In Wisconsin you can absolutely own and build an aesthetics business as an RN — the answer is structure, not a flat no. Wisconsin enforces a strong corporate-practice-of-medicine doctrine, so the clinical entity that practices medicine has to be physician-owned (a PC/PLLC). You own the business through a management company (an MSO you control: marketing, billing, staffing, facilities) that contracts the physician-owned clinic through a management services agreement, while the physician retains clinical ownership and control. Net: an RN can own and run it with the right setup — have a Wisconsin healthcare attorney paper the MSO/PC separation.
Sources: Permit Health — Wisconsin Corporate Practice of Medicine Guide (strong CPOM; only a WI-licensed physician may own the clinical entity) · Portrait — Wisconsin Medical Spa Laws (MSO model; physician owns the clinical side) · Verified 2026-06-26.
Compensate the medical director at fair-market-value for the clinical work they actually do — a flat retainer or hourly rate, documented. Paying them a percentage of treatment revenue is the classic fee-splitting trap. Keep the management fee (to the business entity) and the medical-director fee (for clinical oversight) as separate, defensible line items, and have a Wisconsin healthcare attorney paper both before you sign.

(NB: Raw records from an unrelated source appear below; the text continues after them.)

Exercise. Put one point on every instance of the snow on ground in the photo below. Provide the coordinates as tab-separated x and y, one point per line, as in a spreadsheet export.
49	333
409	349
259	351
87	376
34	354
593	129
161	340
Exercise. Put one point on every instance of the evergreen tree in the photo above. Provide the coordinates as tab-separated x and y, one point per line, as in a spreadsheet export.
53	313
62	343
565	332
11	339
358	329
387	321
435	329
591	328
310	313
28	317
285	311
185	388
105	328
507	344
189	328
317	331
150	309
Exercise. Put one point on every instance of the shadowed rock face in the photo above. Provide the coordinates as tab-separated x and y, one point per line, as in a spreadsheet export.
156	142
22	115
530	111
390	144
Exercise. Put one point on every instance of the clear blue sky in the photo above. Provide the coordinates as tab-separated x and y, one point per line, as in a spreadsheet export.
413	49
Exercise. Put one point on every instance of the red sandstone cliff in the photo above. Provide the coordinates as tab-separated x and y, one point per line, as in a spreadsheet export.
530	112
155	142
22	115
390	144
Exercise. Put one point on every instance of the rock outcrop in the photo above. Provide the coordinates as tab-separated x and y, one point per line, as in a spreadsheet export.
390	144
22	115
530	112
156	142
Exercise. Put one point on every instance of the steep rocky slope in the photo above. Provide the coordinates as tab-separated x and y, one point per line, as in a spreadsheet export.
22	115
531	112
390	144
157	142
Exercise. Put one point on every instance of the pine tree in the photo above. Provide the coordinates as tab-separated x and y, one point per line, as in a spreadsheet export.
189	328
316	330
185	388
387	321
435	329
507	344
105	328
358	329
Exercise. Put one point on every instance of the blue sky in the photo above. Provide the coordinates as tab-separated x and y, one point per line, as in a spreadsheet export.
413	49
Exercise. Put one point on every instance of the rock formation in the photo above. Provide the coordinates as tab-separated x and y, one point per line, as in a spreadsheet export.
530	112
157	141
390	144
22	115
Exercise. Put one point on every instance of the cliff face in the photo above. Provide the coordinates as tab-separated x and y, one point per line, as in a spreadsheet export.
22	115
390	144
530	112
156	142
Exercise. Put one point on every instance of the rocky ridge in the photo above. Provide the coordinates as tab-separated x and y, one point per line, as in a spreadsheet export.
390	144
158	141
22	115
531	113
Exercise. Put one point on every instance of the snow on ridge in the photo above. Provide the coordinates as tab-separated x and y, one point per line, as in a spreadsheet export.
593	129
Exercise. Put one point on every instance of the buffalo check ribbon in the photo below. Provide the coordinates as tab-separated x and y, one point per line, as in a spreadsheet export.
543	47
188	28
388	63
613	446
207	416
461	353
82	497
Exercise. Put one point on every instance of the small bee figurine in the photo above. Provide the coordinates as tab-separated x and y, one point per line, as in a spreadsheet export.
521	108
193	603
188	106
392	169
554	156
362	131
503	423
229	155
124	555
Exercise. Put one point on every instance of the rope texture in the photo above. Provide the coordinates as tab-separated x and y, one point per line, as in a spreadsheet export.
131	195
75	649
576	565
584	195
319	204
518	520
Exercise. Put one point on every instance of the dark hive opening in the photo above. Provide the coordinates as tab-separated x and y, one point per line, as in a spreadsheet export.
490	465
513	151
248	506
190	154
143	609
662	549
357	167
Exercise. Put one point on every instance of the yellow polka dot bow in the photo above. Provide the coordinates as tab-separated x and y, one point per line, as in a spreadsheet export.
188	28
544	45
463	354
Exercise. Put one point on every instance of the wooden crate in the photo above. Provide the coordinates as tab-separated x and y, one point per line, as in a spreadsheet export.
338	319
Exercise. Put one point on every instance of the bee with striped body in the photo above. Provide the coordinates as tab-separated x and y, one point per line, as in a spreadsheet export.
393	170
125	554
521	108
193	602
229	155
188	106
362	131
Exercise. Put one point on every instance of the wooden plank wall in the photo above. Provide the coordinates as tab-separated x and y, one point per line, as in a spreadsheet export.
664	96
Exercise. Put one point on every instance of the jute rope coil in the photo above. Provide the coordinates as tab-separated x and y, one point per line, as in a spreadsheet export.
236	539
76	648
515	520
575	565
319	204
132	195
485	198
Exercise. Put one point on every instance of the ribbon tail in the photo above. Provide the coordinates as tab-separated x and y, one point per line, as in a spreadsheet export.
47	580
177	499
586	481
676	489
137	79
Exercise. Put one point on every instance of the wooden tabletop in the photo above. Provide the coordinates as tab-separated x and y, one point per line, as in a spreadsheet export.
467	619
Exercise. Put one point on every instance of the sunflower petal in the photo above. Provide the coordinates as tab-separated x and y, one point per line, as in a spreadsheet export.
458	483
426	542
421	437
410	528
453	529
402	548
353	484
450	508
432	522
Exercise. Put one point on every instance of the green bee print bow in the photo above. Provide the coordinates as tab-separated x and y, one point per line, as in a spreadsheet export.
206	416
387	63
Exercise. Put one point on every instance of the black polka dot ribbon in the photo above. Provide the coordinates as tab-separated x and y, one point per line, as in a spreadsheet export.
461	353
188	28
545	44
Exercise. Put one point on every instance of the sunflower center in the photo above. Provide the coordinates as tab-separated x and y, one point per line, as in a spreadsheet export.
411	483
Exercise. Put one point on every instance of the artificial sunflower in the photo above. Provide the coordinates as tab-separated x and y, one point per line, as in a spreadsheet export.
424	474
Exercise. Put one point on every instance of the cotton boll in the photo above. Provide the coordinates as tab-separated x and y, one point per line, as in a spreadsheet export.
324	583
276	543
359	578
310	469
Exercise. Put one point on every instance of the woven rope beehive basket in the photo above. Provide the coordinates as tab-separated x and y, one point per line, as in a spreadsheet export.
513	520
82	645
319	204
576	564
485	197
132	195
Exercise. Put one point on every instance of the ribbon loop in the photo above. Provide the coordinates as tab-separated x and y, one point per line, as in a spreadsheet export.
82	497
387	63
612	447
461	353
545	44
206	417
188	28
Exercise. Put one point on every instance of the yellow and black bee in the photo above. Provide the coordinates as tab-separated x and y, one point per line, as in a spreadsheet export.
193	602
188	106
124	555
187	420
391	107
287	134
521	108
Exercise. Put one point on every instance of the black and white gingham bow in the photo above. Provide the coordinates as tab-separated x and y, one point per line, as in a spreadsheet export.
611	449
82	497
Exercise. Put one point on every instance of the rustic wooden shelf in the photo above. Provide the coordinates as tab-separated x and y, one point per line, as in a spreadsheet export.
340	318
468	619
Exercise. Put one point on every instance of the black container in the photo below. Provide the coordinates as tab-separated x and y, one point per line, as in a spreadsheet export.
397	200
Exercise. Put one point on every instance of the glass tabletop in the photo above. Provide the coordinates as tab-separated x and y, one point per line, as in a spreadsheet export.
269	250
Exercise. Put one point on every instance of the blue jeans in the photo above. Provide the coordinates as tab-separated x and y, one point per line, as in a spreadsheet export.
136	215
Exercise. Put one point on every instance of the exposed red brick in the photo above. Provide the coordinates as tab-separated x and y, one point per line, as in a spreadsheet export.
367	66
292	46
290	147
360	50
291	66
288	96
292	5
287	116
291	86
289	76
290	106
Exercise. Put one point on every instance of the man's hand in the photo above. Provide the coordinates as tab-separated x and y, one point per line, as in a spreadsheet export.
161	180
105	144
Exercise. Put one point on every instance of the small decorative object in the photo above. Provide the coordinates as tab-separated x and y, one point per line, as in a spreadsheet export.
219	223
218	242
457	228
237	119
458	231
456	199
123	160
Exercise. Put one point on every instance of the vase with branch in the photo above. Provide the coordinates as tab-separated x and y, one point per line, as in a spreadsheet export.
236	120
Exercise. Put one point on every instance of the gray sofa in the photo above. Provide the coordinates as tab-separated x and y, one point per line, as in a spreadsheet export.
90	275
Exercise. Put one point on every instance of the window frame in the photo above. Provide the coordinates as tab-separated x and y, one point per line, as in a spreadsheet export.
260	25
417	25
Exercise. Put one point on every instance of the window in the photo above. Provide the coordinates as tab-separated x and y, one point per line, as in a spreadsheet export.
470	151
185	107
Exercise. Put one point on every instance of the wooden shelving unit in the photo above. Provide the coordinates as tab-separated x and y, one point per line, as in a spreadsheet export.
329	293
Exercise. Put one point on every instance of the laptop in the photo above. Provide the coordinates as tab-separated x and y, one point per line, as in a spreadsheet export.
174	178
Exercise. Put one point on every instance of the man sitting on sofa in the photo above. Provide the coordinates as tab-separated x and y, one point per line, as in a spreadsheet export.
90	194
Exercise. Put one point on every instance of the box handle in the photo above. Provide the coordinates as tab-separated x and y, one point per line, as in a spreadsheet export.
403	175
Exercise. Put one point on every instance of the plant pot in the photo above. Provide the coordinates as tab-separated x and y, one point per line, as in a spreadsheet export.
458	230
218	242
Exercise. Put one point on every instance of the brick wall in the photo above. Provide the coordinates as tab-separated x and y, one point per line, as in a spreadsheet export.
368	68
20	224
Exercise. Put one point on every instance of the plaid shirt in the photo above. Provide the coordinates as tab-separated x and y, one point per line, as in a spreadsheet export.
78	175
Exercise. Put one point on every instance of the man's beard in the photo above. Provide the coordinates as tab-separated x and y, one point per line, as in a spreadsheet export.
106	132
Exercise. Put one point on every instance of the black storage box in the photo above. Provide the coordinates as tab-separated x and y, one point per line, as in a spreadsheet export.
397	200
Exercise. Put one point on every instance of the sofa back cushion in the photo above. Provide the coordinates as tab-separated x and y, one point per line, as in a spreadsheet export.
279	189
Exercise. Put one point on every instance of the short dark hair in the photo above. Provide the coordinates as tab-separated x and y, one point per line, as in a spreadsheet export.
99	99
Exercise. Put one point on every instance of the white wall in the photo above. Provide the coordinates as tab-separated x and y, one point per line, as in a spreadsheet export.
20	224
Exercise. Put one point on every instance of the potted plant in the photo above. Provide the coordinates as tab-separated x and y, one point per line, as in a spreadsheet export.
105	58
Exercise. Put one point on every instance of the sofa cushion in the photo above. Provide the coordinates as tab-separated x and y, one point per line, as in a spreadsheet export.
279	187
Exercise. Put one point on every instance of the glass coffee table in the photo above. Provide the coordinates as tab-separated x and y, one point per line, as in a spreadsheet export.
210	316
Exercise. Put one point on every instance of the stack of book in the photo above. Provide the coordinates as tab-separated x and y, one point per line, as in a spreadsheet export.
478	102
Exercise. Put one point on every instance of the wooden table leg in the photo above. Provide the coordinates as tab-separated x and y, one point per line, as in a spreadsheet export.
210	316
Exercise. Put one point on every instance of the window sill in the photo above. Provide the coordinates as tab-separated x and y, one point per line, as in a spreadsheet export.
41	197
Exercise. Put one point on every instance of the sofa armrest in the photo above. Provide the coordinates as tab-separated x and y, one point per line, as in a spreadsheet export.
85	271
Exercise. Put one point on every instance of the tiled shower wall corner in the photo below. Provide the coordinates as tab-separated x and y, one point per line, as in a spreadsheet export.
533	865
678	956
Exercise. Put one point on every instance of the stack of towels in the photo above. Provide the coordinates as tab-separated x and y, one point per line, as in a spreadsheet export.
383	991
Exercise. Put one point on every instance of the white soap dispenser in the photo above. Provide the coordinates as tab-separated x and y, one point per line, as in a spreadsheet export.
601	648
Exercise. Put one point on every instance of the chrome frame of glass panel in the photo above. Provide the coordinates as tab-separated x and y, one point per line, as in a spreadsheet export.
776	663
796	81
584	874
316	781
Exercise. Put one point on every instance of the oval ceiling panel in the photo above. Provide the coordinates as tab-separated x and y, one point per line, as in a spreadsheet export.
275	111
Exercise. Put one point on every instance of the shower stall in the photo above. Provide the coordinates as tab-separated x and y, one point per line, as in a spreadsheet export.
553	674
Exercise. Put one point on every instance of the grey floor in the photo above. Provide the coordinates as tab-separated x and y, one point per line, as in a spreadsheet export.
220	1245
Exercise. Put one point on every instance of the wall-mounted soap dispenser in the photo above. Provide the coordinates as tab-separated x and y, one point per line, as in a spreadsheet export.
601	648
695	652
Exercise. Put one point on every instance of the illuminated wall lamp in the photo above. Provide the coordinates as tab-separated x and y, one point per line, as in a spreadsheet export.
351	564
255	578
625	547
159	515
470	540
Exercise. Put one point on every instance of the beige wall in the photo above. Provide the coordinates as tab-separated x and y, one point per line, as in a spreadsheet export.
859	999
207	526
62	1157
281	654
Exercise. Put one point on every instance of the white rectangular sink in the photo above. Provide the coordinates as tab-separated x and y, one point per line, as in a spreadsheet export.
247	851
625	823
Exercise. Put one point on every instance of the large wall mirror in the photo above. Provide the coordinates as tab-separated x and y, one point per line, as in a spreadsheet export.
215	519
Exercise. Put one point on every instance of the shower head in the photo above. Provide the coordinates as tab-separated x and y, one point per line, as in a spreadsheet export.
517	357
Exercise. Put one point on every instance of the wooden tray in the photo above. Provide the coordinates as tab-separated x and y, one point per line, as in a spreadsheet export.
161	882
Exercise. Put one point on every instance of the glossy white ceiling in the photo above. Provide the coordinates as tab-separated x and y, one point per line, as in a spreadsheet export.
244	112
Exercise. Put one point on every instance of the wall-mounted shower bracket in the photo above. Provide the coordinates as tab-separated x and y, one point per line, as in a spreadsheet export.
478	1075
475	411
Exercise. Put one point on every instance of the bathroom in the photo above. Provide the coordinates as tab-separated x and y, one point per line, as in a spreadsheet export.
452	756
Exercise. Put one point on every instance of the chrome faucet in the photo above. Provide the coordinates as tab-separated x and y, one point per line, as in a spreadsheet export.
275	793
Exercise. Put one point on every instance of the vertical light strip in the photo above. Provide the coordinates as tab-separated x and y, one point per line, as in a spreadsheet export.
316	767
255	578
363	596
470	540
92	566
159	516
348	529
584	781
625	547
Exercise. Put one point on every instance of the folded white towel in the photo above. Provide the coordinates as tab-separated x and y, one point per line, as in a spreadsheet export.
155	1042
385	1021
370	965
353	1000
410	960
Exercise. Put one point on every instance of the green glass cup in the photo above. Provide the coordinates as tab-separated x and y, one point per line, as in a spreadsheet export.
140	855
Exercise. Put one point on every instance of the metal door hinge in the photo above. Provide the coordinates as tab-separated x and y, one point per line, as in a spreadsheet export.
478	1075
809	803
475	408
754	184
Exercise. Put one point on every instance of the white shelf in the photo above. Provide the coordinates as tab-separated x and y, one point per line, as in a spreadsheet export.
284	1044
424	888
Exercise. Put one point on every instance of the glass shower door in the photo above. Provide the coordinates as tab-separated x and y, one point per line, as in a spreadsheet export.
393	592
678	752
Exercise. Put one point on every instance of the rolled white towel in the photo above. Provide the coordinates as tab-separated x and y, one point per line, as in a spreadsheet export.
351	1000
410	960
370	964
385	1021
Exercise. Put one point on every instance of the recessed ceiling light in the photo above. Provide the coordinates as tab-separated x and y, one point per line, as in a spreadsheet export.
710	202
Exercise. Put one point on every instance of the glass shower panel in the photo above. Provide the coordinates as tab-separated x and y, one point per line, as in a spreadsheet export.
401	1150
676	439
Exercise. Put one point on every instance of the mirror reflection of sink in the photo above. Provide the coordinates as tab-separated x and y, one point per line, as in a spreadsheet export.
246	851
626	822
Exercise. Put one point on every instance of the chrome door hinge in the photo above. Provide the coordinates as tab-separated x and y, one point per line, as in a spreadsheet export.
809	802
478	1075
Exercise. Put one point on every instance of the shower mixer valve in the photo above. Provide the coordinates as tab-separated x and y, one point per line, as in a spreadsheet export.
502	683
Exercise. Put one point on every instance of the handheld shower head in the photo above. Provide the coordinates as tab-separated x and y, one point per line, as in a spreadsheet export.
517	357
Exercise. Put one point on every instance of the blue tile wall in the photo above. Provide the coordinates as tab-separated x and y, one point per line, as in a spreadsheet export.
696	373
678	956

The free 17-question assessment returns a Wisconsin-specific plan: the right entity structure for your credential, the medical-director and good-faith-exam path, and your exact next action. 7 minutes, no card. Built by Faisal Darwiche, NP.
Yes. Wisconsin treats cosmetic injectables as the practice of medicine, so a physician medical director is the standard requirement — they perform or delegate the good faith exam, author the protocols, and stay genuinely involved. A nominal "paper" director is a compliance risk.
In Wisconsin the medical director is the licensed physician (MD/DO) who is clinically responsible for the practice — performing or delegating exams, signing standardized procedures, and being reachable. The role is clinical oversight, not a signature for hire; the involvement has to be real and documented.
Medical-director compensation in Wisconsin should be fair-market-value for the actual clinical work — a flat or hourly fee, not a percentage of medical revenue. Paying a cut of treatment revenue risks illegal fee-splitting. Structure the management fee and the medical-director fee separately, and have counsel paper both.
Yes — with the right structure. An RN owns the business side (typically an MSO), and the clinical entity is physician-led with a medical director who supplies the exams and orders. The RN injects under that delegation. Your attorney papers the exact entity for Wisconsin.